While group workouts and individual workouts remain between now and draft night, several prospects really helped themselves by participating in all the drills or exceeding expectations in Chicago, whereas several players missed out on a chance to boost their stock.
Here is my take after spending the latter part of last week in Chicago. I’ll have Mock Draft 3.0 posted by the time tonight’s playoff game goes into its second overtime.
Steven Adams, C, Pittsburgh, 7’0″
What was even more of a surprise to scouts was Adams’ offensive skill set, including his consistent mid-range jumper and soft hands.
While Adams remains raw, there were enough signs to encourage teams that Adams could develop into one of the better players in this draft in a few years.
Looks to be a surefire lottery pick now and could eventually crack the top-10.
Reggie Bullock, SF, North Carolina, 6’7″
Bullock is another player who has consistently risen up draft boards since the end of the college basketball season.
While P.J. Hairston broke out this year for the Tar Heels, many NBA executives believe Bullock is a better version of Danny Green and has more upside due to his length and athleticism.
Bottom line, Bullock can shoot the ball and plays very good defense, which make him NBA-ready now and is pushing his stock higher into the first round.

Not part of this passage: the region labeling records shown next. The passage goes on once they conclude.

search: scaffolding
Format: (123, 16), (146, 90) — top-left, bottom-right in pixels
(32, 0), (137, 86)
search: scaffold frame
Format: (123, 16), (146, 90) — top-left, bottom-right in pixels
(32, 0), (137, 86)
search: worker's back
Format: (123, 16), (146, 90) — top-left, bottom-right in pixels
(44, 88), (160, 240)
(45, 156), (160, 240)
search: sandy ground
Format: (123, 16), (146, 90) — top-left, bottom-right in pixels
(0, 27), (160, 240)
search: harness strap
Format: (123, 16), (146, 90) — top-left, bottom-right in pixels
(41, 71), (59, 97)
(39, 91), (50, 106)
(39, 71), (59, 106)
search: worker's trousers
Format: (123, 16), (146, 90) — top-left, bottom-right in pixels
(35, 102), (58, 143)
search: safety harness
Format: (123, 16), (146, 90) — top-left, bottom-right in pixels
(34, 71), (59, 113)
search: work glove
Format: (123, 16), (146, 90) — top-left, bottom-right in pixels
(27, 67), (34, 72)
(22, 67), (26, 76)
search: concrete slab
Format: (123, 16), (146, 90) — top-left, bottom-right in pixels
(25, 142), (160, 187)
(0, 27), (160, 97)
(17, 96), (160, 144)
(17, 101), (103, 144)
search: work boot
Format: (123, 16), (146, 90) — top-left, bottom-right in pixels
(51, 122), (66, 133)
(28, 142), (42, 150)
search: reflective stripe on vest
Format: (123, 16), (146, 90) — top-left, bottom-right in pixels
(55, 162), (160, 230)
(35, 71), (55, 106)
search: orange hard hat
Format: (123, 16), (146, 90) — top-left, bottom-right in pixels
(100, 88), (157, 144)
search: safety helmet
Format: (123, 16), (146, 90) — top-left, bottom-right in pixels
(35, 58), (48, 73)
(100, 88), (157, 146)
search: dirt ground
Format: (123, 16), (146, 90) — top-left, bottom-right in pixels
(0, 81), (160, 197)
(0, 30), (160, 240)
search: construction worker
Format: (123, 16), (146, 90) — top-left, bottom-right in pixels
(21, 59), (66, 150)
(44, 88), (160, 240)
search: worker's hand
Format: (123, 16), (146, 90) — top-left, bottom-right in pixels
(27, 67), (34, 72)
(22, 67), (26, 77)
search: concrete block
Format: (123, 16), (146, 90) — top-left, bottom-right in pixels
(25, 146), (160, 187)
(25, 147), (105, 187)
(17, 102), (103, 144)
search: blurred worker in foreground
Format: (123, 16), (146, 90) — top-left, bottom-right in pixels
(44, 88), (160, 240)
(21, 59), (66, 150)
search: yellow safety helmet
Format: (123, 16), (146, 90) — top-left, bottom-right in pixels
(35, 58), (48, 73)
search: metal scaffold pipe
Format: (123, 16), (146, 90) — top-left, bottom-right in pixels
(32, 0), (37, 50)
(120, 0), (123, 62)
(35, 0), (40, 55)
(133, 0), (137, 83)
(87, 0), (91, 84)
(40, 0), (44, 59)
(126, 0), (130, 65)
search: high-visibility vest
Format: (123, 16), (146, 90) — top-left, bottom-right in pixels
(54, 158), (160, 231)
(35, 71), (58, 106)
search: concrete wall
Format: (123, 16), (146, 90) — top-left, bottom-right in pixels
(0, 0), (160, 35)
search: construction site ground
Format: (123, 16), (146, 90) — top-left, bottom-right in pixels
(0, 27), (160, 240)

Victor Oladipo, SG, Indiana, 6’4″
It sounds silly to say that someone with a legit chance to be a Top 5 pick can really help his stock, but Oladipo looked amazing in the athletic drills, especially when he posted a 42″ max vertical to go along with a 6’9″ wingspan.
It’s easy to see why so many teams view Oladipo as a great defender, but it’s his progression as a shooter this past season that has vaulted him into top-5 pick territory.

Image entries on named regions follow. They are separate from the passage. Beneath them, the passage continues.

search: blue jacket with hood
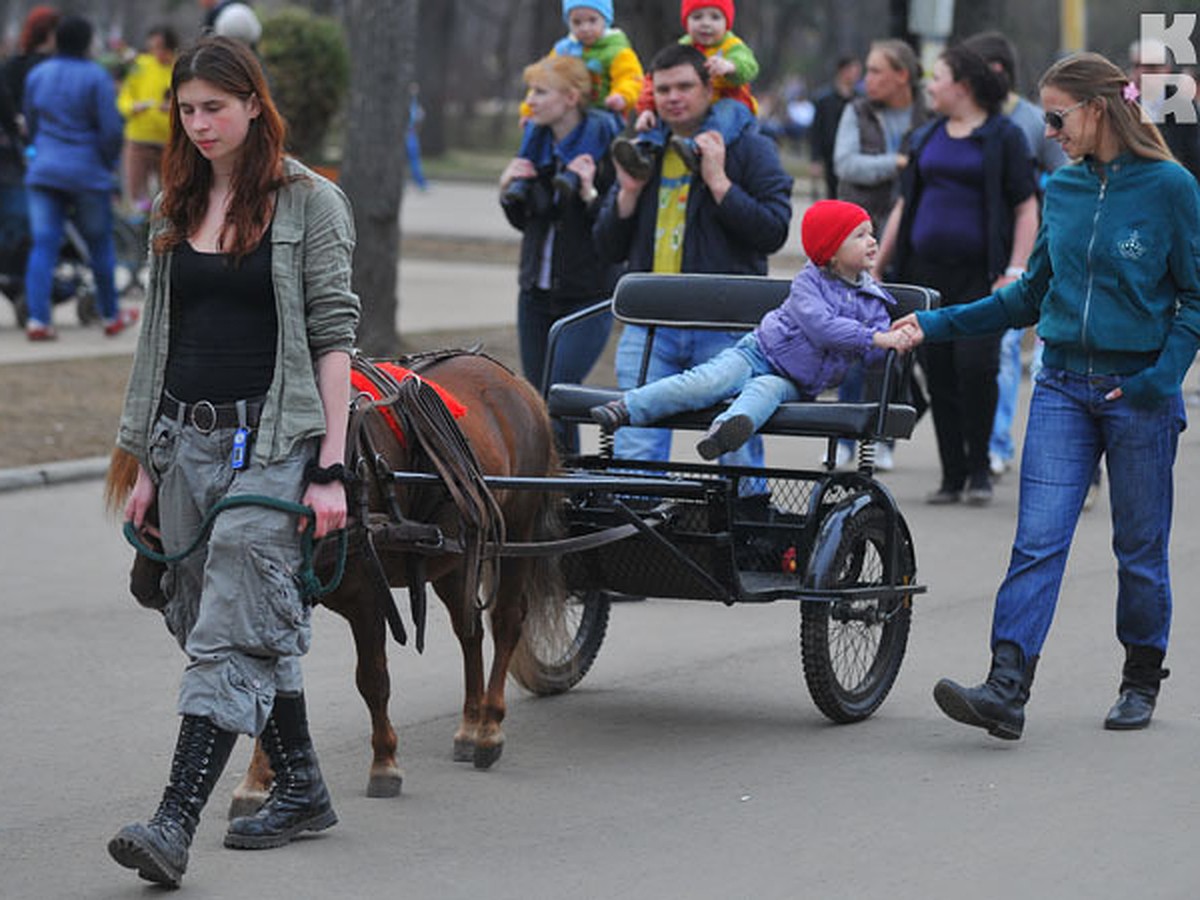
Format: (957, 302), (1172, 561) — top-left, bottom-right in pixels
(25, 56), (125, 191)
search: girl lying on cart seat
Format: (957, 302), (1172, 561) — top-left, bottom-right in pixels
(589, 200), (913, 460)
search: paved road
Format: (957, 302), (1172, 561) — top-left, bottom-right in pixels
(0, 384), (1200, 900)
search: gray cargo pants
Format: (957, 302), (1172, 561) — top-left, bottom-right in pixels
(150, 416), (317, 736)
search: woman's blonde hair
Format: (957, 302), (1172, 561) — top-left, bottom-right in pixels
(522, 55), (592, 109)
(1038, 53), (1175, 160)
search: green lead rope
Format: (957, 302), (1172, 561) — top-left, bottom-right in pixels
(124, 493), (347, 602)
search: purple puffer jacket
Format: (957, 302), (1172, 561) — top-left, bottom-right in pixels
(755, 263), (895, 397)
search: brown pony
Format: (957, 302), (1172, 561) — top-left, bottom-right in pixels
(106, 353), (563, 814)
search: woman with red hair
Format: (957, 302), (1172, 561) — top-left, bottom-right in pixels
(0, 6), (60, 113)
(108, 37), (359, 887)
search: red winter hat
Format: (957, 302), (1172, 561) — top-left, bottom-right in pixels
(679, 0), (734, 31)
(800, 200), (871, 265)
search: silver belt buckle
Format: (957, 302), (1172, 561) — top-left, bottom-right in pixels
(188, 400), (217, 434)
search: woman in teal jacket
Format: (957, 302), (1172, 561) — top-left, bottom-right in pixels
(896, 53), (1200, 739)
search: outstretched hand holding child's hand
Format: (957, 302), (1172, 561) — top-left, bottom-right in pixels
(871, 317), (923, 353)
(888, 312), (925, 353)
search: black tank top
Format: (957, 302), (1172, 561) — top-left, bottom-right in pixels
(166, 229), (278, 403)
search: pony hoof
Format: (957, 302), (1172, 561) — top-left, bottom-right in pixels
(367, 772), (404, 797)
(473, 744), (504, 769)
(229, 791), (266, 821)
(454, 738), (475, 762)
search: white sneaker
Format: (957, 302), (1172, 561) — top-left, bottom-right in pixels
(875, 440), (896, 472)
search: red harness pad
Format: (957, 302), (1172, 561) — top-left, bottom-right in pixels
(350, 362), (467, 444)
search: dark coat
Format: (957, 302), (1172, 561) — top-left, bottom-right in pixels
(893, 114), (1037, 281)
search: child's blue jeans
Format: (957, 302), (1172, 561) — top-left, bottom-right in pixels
(625, 332), (800, 431)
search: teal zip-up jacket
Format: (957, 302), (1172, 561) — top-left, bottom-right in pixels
(917, 154), (1200, 407)
(116, 158), (359, 468)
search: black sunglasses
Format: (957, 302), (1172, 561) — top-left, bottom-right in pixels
(1042, 100), (1087, 131)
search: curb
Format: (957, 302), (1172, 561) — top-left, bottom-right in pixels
(0, 456), (108, 493)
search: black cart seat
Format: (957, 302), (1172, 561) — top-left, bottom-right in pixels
(547, 272), (938, 439)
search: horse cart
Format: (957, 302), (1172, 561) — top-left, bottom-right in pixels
(109, 275), (937, 796)
(506, 275), (937, 722)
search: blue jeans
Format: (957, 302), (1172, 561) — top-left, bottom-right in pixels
(517, 288), (612, 452)
(614, 325), (763, 467)
(625, 334), (800, 431)
(988, 328), (1025, 460)
(637, 97), (757, 148)
(991, 368), (1187, 656)
(404, 128), (430, 191)
(25, 187), (116, 325)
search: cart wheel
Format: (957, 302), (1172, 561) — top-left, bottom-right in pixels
(12, 294), (29, 331)
(509, 590), (610, 696)
(800, 506), (916, 722)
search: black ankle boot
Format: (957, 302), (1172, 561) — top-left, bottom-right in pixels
(1104, 644), (1171, 731)
(553, 169), (580, 209)
(588, 400), (629, 434)
(108, 715), (238, 888)
(224, 694), (337, 850)
(934, 641), (1038, 740)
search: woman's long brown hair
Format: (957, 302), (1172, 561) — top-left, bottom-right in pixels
(154, 37), (287, 259)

Olapdip’s vertical was 2 inches shy of the NBA combine-record 44″ leap posted by Shane Larkin of Miami, as documented by our own Jeremy Bauman in his weekend report from Chicago.
Tim Hardaway Jr., SG, Michigan, 6’6″
Smooth shooting wings with high IQs like Hardaway always are a premium on draft night.
While Hardaway never broke out in Ann Arbor and benefited greatly the last two seasons playing alongside Trey Burke, he showed NBA range and length to warrant a serious look in the first round.
Allen Crabbe, SG, California, 6’6″
After an impressive career at California, Crabbe came to Chicago to open some eyes. Crabbe will never be an elite lockdown defender in the NBA but he will be a serviceable starting SG and a capable shooter.
With his shot on full display, Crabbe didn’t disappoint by showing great touch and range but appearing most comfortable as a catch-and-shoot player.
It’s also worth noting that scouts were impressed by Crabbe’s 6’11″ wingspan.